At first hearing, this might sound a little rough on Jesus’ part: “You are she who is NOT?” Jesus goes on to explain why knowing these two things is foundational to the spiritual life. First of all, God created Catherine. Secondly, He held her and holds her still in being. Finally, every talent and virtue that she had in this life — including the means and fortitude to acquire new talents and virtues — ALL of them came from God. In fact, the only thing for which we as human beings can take complete credit are our sins and the miseries that we bring upon ourselves. Everything good that we are and that we do are a gift of He who is. That is why our only boast should be in the God who created us, redeemed us and destined us to eternal life with Him. By having this insight firmly in our minds and hearts, all temptation to pride, to thinking of ourselves as better than others, simply disappears. We look at other human beings through the same lens that God sees us — as poor, but beloved, creatures who are in great need of His mercy and goodness.
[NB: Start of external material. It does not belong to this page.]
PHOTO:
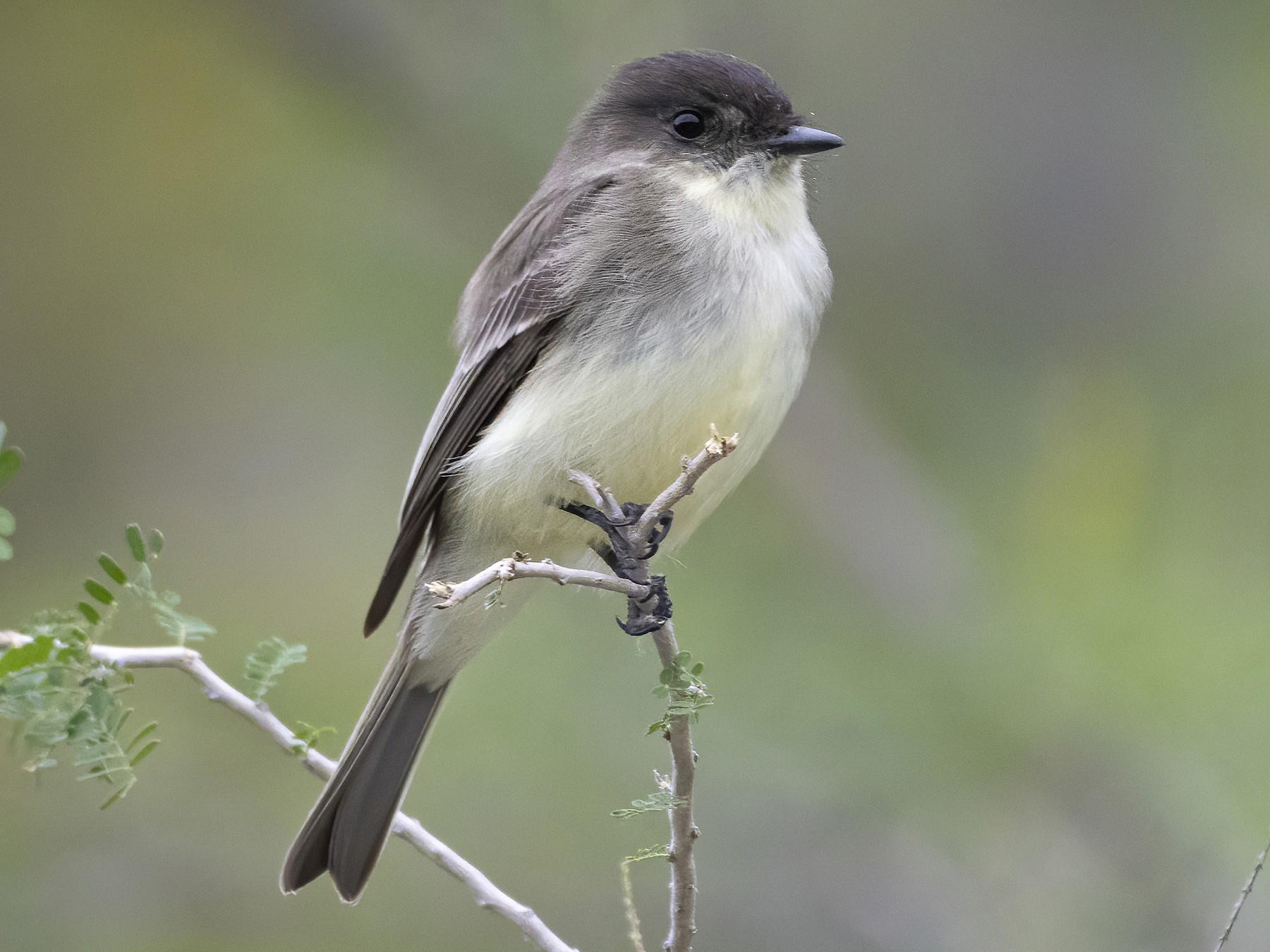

In today’s Gospel, we see the consequence of HAVING or NOT HAVING these two things firmly in mind. The Pharisee, who undoubtedly has many talents and human virtues, is blind to what is missing in his own soul: the humility to acknowledge God as the source of any goodness within himself. Instead, he self-righteously looks down upon the tax collector as a great sinner — not realizing that because of his pride and arrogance, he was an even greater sinner! Jesus then has this to say: the tax collector went home justified, while the Pharisee did not. Now, justification means to be put right in our relationship with God; it means to be reconciled to Him and open to the process of sanctification, to building up a life of grace through Him. The tax collector, in this moment of humbly turning to God was now spiritually alive; but the Pharisee remained spiritually dead. How tragic!

This story is every bit as relevant today as when Jesus told it almost two thousand years ago. There is always a temptation to Pharisaism in all of us. I am often struck by how often the media — especially the cable media and some social media — demonstrate the same attitude of the Pharisee in looking down upon others and disparaging those with different beliefs or behaviors. These types of media outlets, I believe, have contributed greatly to the polarization that we see in our society today — both on the left AND on the right. Often, this type of polarized narrative is pushed as a type of entertainment that can feed on people’s disordered desire to feel superior to others. One can only wonder at how many souls are falling into this pit, especially those who have made a regular diet of these media outlets.

To be clear, there is no question that the ranks of those who attack or disagree with our Christian faith are growing. However, as Christians, we need to respond in a way that is congruent with both truth and charity. When we see an erring brother or sister, do we say to ourselves “there but for the grace of God go I” and see what it is that we can do to manifest to them God’s mercy and goodness? To do this well means relying first and foremost on the Lord, going to Him in heartfelt supplication for the justification and sanctification of each and every one of us. As we heard in today’s first reading from Sirach: “The one who serves God willingly is heard; his petition reaches the heavens. The prayer of the lowly pierces the clouds.”

My brothers and sisters, the Lord closes his ears to the proud and the arrogant. No amount of good works will make up for this. So, we must honestly ask ourselves how often it is that we look down upon others — whether the neighbor next door, politicians in Washington or ecclesiastics in Rome. However good that we are and whatever good that we do, ALL are a gift from God. We can take NO credit for these; only for our sins. Only bending down and passing through the lowly door of humility will allow us to be justified. Then, along with Paul, “the Lord will rescue [us] from every evil threat and will bring [us] safe to his heavenly kingdom.” It would indeed be a pity, my brothers and sisters, if we allowed our enemies and opponents to lead us to be condemned.